Hope’s terrible dilemma reflects the fact that parents still believe that children are the sole responsibility of government. Universal Primary Education is now compulsory, but the law is not yet in place to deal with parents who do not meet their obligations of keeping children in school.
Phina, now a nursing student and a sexual health educator for SHIP, has vowed to complete her education against all odds. She says her father promised never to educate a girl because her elder sister got pregnant while at school. He arranged a husband for Phina, a proposal she rejected outright. But how many girls can find the inner strength to take such a defiant stance?
Where Do We Go From Here?
I am certain sexual health education needs to begin as early as 11 years. Children, especially in rural areas, tend to complete primary education at 17. Waiting until later ages to begin sex education is a missed opportunity. Last year over 63 girls in 30 primary schools in Ngora district who registered for Primary Leaving Examinations either got pregnant or married.

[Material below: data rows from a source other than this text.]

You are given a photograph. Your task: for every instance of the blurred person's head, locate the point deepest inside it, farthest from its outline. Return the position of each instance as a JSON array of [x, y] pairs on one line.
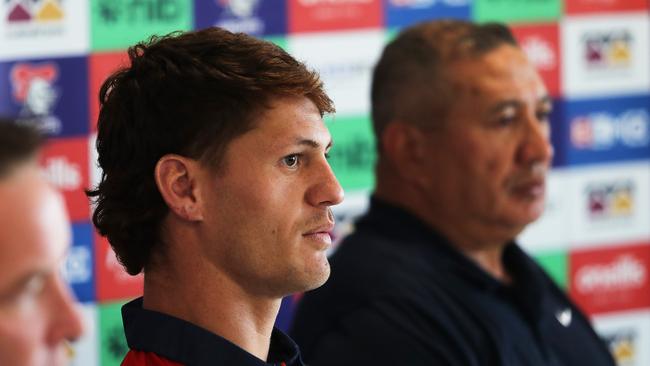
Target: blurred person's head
[[219, 135], [37, 312], [461, 119]]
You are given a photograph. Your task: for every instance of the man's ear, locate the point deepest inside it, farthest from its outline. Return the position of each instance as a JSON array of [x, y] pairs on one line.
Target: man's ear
[[176, 178], [404, 146]]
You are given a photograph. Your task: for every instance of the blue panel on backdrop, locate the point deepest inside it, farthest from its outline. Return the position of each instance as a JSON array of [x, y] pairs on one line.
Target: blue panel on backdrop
[[607, 130], [51, 94], [558, 133], [401, 13], [255, 17], [78, 269]]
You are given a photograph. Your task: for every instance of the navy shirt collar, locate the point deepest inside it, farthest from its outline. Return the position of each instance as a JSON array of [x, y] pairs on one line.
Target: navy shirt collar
[[398, 222], [186, 343]]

Coordinating SHIP has opened my eyes about adolescents’ sexual health. It is clear that young people do not have adequate information about what to expect as they grow up. Adolescents have no one to listen to them. To combat this situation, we go into the schools to complement the formal efforts of the public education sector in sexual health education. We recognize the vital role played by parents, teachers, and community leaders in the lives of young people. It is my dream that one day every adolescent will be able to have the information they require to make appropriate decisions about their sexuality. We are working out an expansion program with some of the local members of Parliament to reach youths with these skills and information.
The current generation has been unfair to the next generation. We are leaving the youth to their own fate. It’s critical that we educate young people about sexual health, about the dangers and consequences of unsafe behaviors. We must give girls the tools and empowerment they need to stay in school, seek help when they need it, and fight back against sexual abuse—and we need to do it now.